A sense of SELF
SPANISH Town’s SELF Theatrical Movement celebrated its 41st anniversary on December 27 with a reunion at Cecil’s Restaurant in the Old Capital.
The event was hosted by former member Yolanda ‘Mitsy’ Gardener. It was a stroll down memory lane as a number of SELF’s founding members recalled their involvement in the artistic company.
Some of them also performed. Including dub poet Nabbie Natural, who performed his poem, The SELF in You. Comedian/poet Pink Panther (Earl Vasselle), now a resident in the United Kingdom, was unable to attend but another longtime member, Rick Anthony, did Inna Di Ghetto, one of Panther’s poems.
Trevor ‘Fish’ Byfield went over well with his poem, A Just Me and Mi Madda, while Dennis Morgan delivered a light-hearted rendition of the song I Believe. Percussionist/poet M’bala brought the house down with Just Love fi Laugh and CHUCH.
In 1971, a group of youth led by Eisenhower ‘Stowie’ Williams got together on a street corner in Spanish Town and started the group to encourage love of fellow man and promote a cultural, creative and artistic outlet for their peers in St Catherine. It offered training in dance, music and drama.
The SELF Theatrical Movement won a gold medal for dance in the 1973 Festival Competition. Their plays, such as Dis YA Town and Breakthrough, were also lauded.

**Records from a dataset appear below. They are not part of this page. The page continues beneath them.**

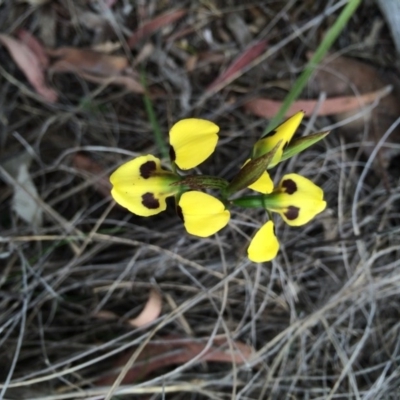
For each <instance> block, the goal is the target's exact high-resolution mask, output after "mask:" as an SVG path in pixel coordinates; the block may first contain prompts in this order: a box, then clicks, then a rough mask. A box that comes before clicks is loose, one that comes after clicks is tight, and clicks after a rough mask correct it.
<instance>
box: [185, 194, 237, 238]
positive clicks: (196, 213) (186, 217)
mask: <svg viewBox="0 0 400 400" xmlns="http://www.w3.org/2000/svg"><path fill="white" fill-rule="evenodd" d="M178 215H179V216H180V217H181V218H182V220H183V223H184V225H185V228H186V230H187V231H188V232H189V233H191V234H192V235H195V236H200V237H208V236H211V235H213V234H214V233H217V232H218V231H219V230H221V229H222V228H224V227H225V226H226V225H227V224H228V222H229V219H230V212H229V211H228V210H226V209H225V205H224V203H222V202H221V201H220V200H218V199H217V198H215V197H213V196H211V195H209V194H207V193H203V192H198V191H195V190H192V191H189V192H185V193H183V194H182V196H181V197H180V199H179V202H178Z"/></svg>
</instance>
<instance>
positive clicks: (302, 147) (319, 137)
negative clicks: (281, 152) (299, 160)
mask: <svg viewBox="0 0 400 400" xmlns="http://www.w3.org/2000/svg"><path fill="white" fill-rule="evenodd" d="M329 132H330V131H327V132H318V133H314V134H312V135H309V136H304V137H301V138H298V139H292V140H291V141H290V143H289V146H288V147H286V149H285V150H284V151H283V154H282V158H281V161H284V160H287V159H288V158H290V157H293V156H294V155H296V154H298V153H301V152H302V151H303V150H305V149H307V148H309V147H310V146H312V145H313V144H315V143H317V142H319V141H320V140H322V139H323V138H324V137H326V136H328V134H329Z"/></svg>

Elaine Jones won a Certificate of Merit for her acting in the drama Icilda Green in the 1984 Festival. That year, the group received honourable mention and a certificate of merit for the dance, What a Feeling.
“It’s heartfelt. I felt like a seed was dispersed and it flourished and come back,” an elated Williams told the Sunday Observer. A past student of Camperdown High School, he taught at Dinthill Technical for seven years, and recently returned from The Bahamas where he became a Christian, lived and taught for over 20 years.
Williams is now studying for a degree in dance at the Edna Manley College of the Visual and Performing Arts.
Because of migration of many of its founding members, the SELF Theatrical Movement’s activities waned. Williams is planning a revival.
“Going forward, SELF will not be performing but providing resources for talented youths who are to be identified to be trained (in the creative arts),” he explained. “SELF will no longer be a theatrical movement, but a ministry, though I will still write and direct plays for the next generation.”